Hacker News new | ask | show | jobs
by oddity 1431 days ago
The difference is much more nuanced than this. A modern GPU can (and probably does) do most of what you've listed for a CPU. Speculative execution and branch prediction are a bit less likely to be invested in (because they don't need it as much due to oversubscription), but that's increasingly true for CPUs as well for high-efficiency cores. The difference (at a category vs category level and not specific microarch) is mostly a matter of tuning for particular workloads. I'm increasingly souring on SIMD/SIMT being a useful distinction now that bleeding-edge CPUs are widening in the microarch and bleeding-edge GPUs are getting better at handling thread divergence in the microarch. There is a difference, certainly, but it's difficult to describe in a few bullet points.

GPUs are more likely to have more exotic features than you'll see on a CPU to deal with things like thread coordination and cache coherence, but there's nothing fundamentally stopping CPUs from adding that (or wanting that) as well.

1 comments

> GPUs are getting better at handling thread divergence in the microarch

That is an interesting point, how does that work (especially with the dynamics of ray tracing)? Do they recombine under utilized wavefronts or something?

I'm not aware of anything that improves thread-divergence. NVidia's most recent GPUs have superscalar operations, which is a trick from CPU-land (multiple pipelines operating 2 or more instructions per clock tick). NVidia has an integer-pipeline and a floating-point pipeline, and both can operate simultaneously (ex: for(int i=0; i<100; i++) x *=blah; the "i++" is integer, while the "x *= blah" is floating point, so both operate simultaneously.

CPUs have extremely flexible pipelines: Intel's pipeline 0 and 1 basically can do anything, pipeline 5 can do most stuff but is missing division IIRC (and a few other things). Load/store are done on some other pipelines, etc. etc.

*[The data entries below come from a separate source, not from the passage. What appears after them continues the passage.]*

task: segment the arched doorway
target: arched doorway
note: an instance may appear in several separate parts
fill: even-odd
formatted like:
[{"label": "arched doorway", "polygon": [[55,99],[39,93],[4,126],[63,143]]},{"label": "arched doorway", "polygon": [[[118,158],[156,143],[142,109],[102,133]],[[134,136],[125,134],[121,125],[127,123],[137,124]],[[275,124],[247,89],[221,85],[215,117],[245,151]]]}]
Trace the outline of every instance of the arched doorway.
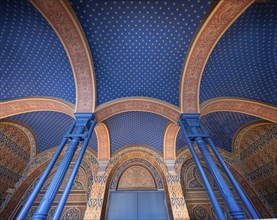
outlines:
[{"label": "arched doorway", "polygon": [[141,157],[144,153],[120,160],[112,169],[105,219],[170,219],[166,181],[157,164]]}]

Apple's and AMD's CPU pipelines are more symmetrical and uniform.

NVidia GPUs are the only superscalar ones I can think of, aside from AMD GPU's scalar vs vector split (which isn't really the "superscalar" operation I'm trying to describe).

Starting with Volta, Nvidia GPUs have forward progress guarantee, preventing lockups when there’s thread divergence.

That doesn’t improve the performance of a well behaved and well written compute shader. But avoiding hard hangs IMO deserves the label “improved thread divergence.”

Aren't warps still 32 threads, even though number of threads is skyrocketing, effectively making them proportionately finer granularity? Are things different in AMD land?
Slightly, the older tech is 64 threads/lanes per warp/wavefront. Newer ones are 32 by default but 64 if desired.

Bigger differences are the instruction counter per thread since volta on nvidia (which I think is a terrible feature) and that forward progress guarantees are stronger on nvidia (those are _really_ helpful but expensive).

Nvidia GPUs were 32 threads per warps eight from the start of CUDA with the 8800 GTX.

> which I think is a terrible feature <> those are _really_ helpful but expensive

Guaranteed forward progress is a direct consequence of having an instruction counter per thread???

Or so I thought. How else would an SM be able to know the PC of a group of threads that wasn’t stuck?

> Slightly, the older tech is 64 threads/lanes per warp/wavefront. Newer ones are 32 by default but 64 if desired.

AMD GCN was 64 threads/wavefront. NVidia always was 32 threads/warp.

AMD's newest consumer cards RDNA and RDNA2 are 32 threads/wavefront. However, GCN lives on with CDNA (MI200 supercomputer chips), with 64 threads/wavefront architecture.

There is tech in late model GPUs to keep all same divergent threads in the same warp/wavefront.